The question with Kilimnik is how explicit was the alliance, and the Senate committee report says we may never know the full truth about Manafort’s contacts with him. That’s because Manafort chose to lie about them (while curiously risking extended jail time) and his communications with Kilimnik remain obscured.
But with Derkach, who is now officially labeled a Russian agent, it’s evident that his efforts have paid dividends — including with what we’ve learned since Derkach was linked to the Russian disinformation campaign by the U.S. government.
Trump in the past month retweeted edited audio of a purported 2016 call between then-Vice President Joe Biden and then-Ukrainian President Petro Poroshenko. The tweet came after Derkach had previously leaked purported recordings of their conversations. U.S. intelligence had indicated even then that the Derkach-linked effort was part of a Russian disinformation campaign — raising serious questions about Trump’s decision to promote it — but the designation from the Treasury Department now makes Derkach’s ties official.
But Trump isn’t the only one who might have questions to answer in light of the new designation. His personal lawyer, Giuliani, worked with Derkach while trying to dig up dirt on Biden and Ukraine. Giuliani met with Derkach twice since late 2019, publicizing Derkach’s claims on his podcast and serving as a conduit between Derkach and a pro-Trump news outlet.
Speaking to The Washington Post earlier in the year, Giuliani confirmed receiving information from Derkach, saying, “Oh my God, yeah.” But he maintained that he has independently sought to confirm it. Giuliani said Derkach “has been very helpful to me.”
Derkach’s allegations, as facilitated by Giuliani, were also promoted on the pro-Trump outlet One America News, which interviewed Derkach as part of a series combating Trump’s impeachment. Its title: “Ukrainian Witnesses Destroy [House Intelligence Committee Chairman Adam] Schiff’s Case w/ Rudolph W. Giuliani."

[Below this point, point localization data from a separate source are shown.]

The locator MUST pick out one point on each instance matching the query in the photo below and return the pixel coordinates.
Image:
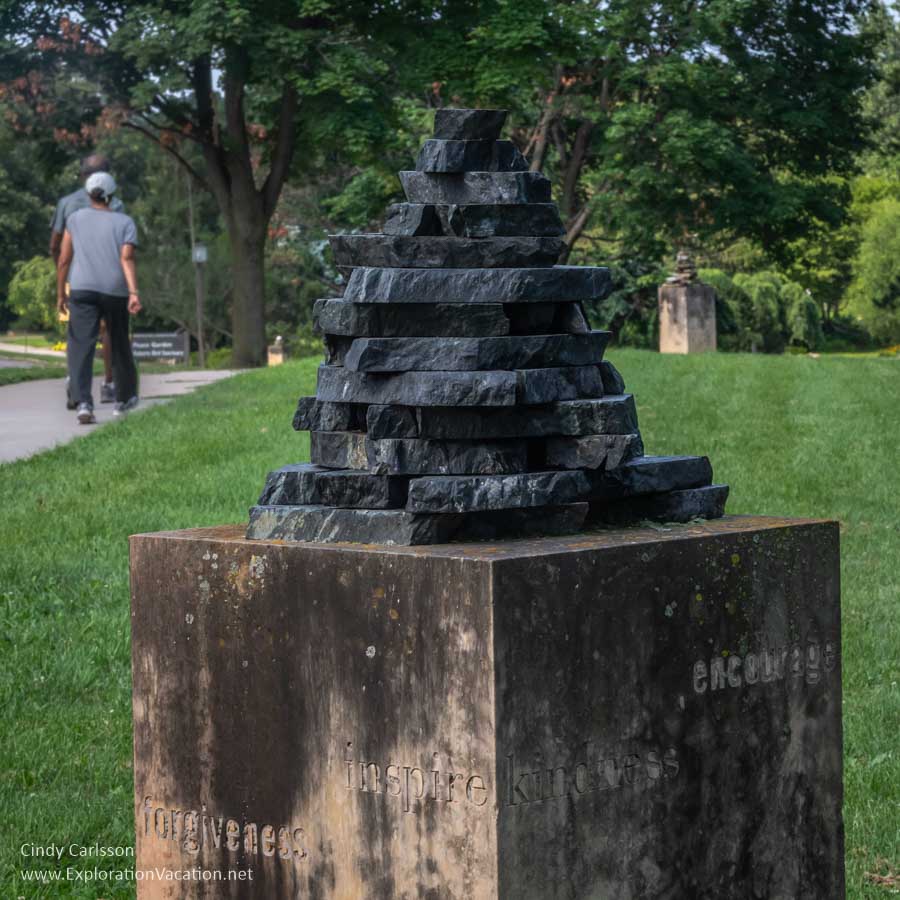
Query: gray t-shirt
(97, 239)
(72, 203)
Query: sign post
(199, 256)
(174, 345)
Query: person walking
(64, 208)
(97, 258)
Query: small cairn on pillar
(687, 310)
(464, 395)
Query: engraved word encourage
(806, 660)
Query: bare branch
(171, 151)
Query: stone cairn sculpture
(464, 396)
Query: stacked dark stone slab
(464, 395)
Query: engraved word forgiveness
(193, 831)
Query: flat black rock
(675, 506)
(607, 415)
(401, 251)
(339, 450)
(475, 187)
(484, 220)
(593, 451)
(314, 415)
(470, 156)
(556, 284)
(613, 382)
(450, 354)
(550, 385)
(336, 348)
(334, 524)
(546, 318)
(339, 385)
(304, 484)
(468, 124)
(408, 320)
(650, 475)
(398, 527)
(353, 450)
(472, 493)
(412, 219)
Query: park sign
(173, 345)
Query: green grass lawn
(29, 372)
(792, 435)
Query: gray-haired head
(100, 187)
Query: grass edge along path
(793, 436)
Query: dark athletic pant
(86, 308)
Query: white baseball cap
(102, 181)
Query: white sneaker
(127, 406)
(85, 414)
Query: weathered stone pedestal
(622, 714)
(687, 318)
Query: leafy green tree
(665, 122)
(875, 291)
(247, 84)
(32, 293)
(802, 315)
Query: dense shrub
(875, 290)
(32, 294)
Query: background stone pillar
(687, 311)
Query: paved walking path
(33, 414)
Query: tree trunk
(248, 320)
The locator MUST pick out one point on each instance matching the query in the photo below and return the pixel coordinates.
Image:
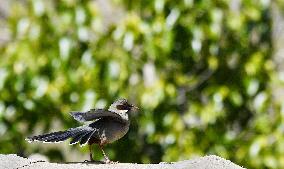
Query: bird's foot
(111, 162)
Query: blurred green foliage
(200, 70)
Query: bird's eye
(122, 107)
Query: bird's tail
(79, 134)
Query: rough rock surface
(13, 161)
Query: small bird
(107, 127)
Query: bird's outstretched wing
(93, 114)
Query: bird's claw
(111, 162)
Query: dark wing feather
(93, 114)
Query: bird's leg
(91, 155)
(105, 156)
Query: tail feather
(76, 133)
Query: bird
(106, 127)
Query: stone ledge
(12, 161)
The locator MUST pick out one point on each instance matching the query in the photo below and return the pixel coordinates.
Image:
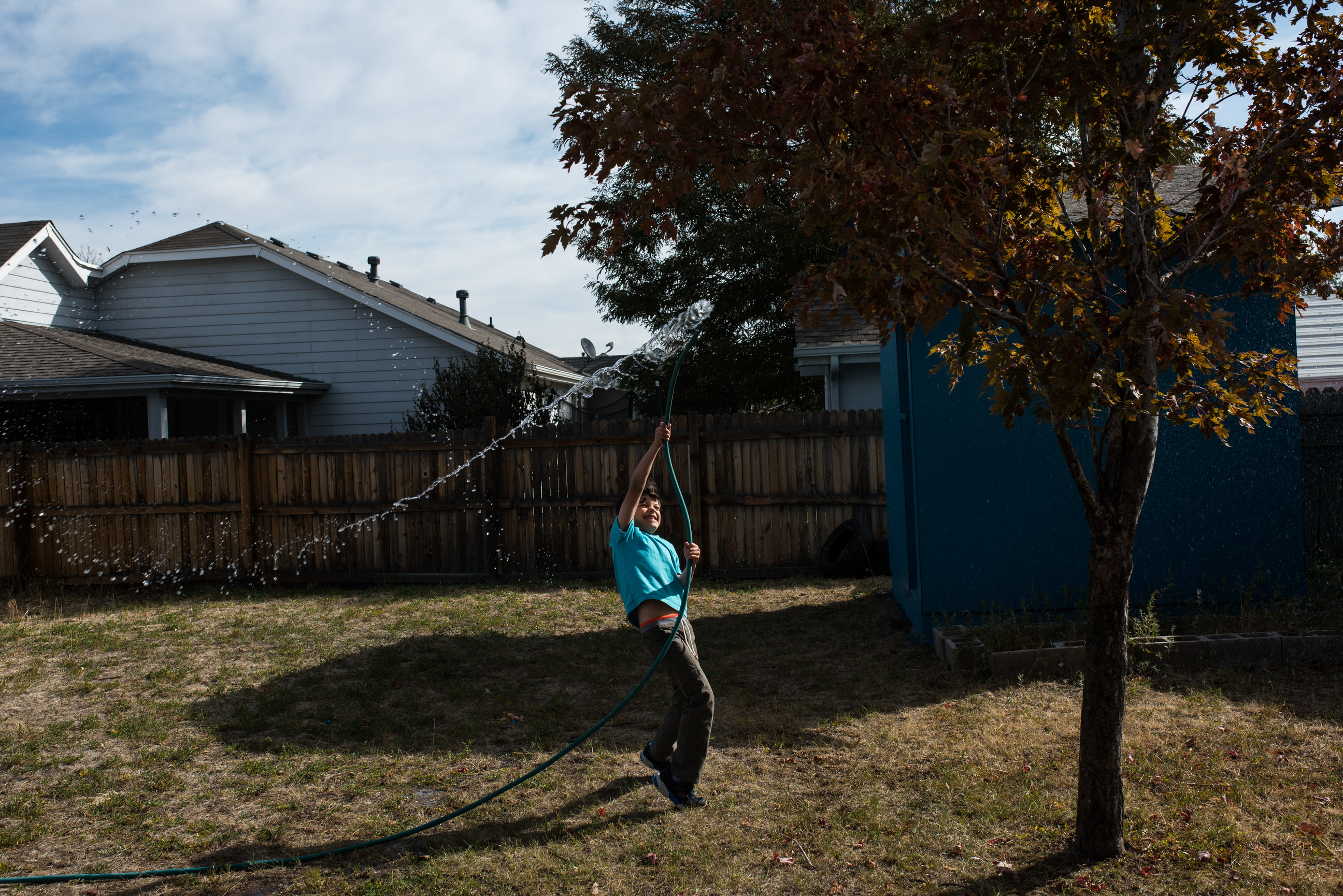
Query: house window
(198, 417)
(74, 420)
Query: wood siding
(34, 292)
(765, 490)
(253, 312)
(1319, 343)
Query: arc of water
(661, 347)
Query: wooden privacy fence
(763, 490)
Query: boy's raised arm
(641, 476)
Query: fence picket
(765, 490)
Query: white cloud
(413, 131)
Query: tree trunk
(1101, 770)
(1101, 785)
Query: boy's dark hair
(650, 490)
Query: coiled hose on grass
(298, 860)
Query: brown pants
(684, 734)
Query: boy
(652, 585)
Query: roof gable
(439, 320)
(21, 239)
(30, 352)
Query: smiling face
(648, 515)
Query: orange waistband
(670, 616)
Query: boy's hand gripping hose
(297, 860)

GOP senators who have pushed the unproven conspiracy theories about Biden and Ukraine have also dealt with questions about their reliance upon information from Derkach.
Derkach has said he provided information to Senate Homeland Security Committee Chairman Ron Johnson (R-Wis.), who has pressed the Biden-Ukraine issue, along with other senators of both parties. But the offices of the senators denied receiving anything.
Former House Intelligence Committee Chairman Devin Nunes (R-Calif.) in July, though, declined to deny receiving information from Derkach. Here’s an exchange from the closed-door hearing:
REP. SEAN PATRICK MALONEY (D-N.Y.): Mr. Chairman, there have been public reports that the minority has received materials from Andrii Derkach, and those materials would not be classified and they would not be prohibited from disclosure. But, at a minimum, I also understand that majority staff has requested of the minority that they be shared with majority staff so that we might evaluate them independently.And so my question, Mr. Chairman, is of the ranking member, whether he is prepared to disclose to the committee whether he has received materials that have been called into question in the public reports from Andrii Derkach and, if so, whether he is prepared to share them with the rest of the committee.SCHIFF: Does the ranking member wish to respond?NUNES: No.
The idea that Russia disinformation and propaganda could filter through U.S. sources is hardly new. During the 2016 election campaign, information from emails hacked by the Russians was disseminated by many U.S. news outlets, including The Washington Post. Since then, though, there has been a reckoning when it comes to such information. Derkach’s ties to Russian intelligence were well-known even before Thursday or the U.S. intelligence report last month, including the fact that his father was a KGB agent and that he studied at a KGB school. Such things would seem to be a red flag for anyone working with him or relying upon his information.
The move from the Trump administration is particularly notable given his own promotion of the type of information Derkach was peddling, along with Giuliani cozying up to Derkach.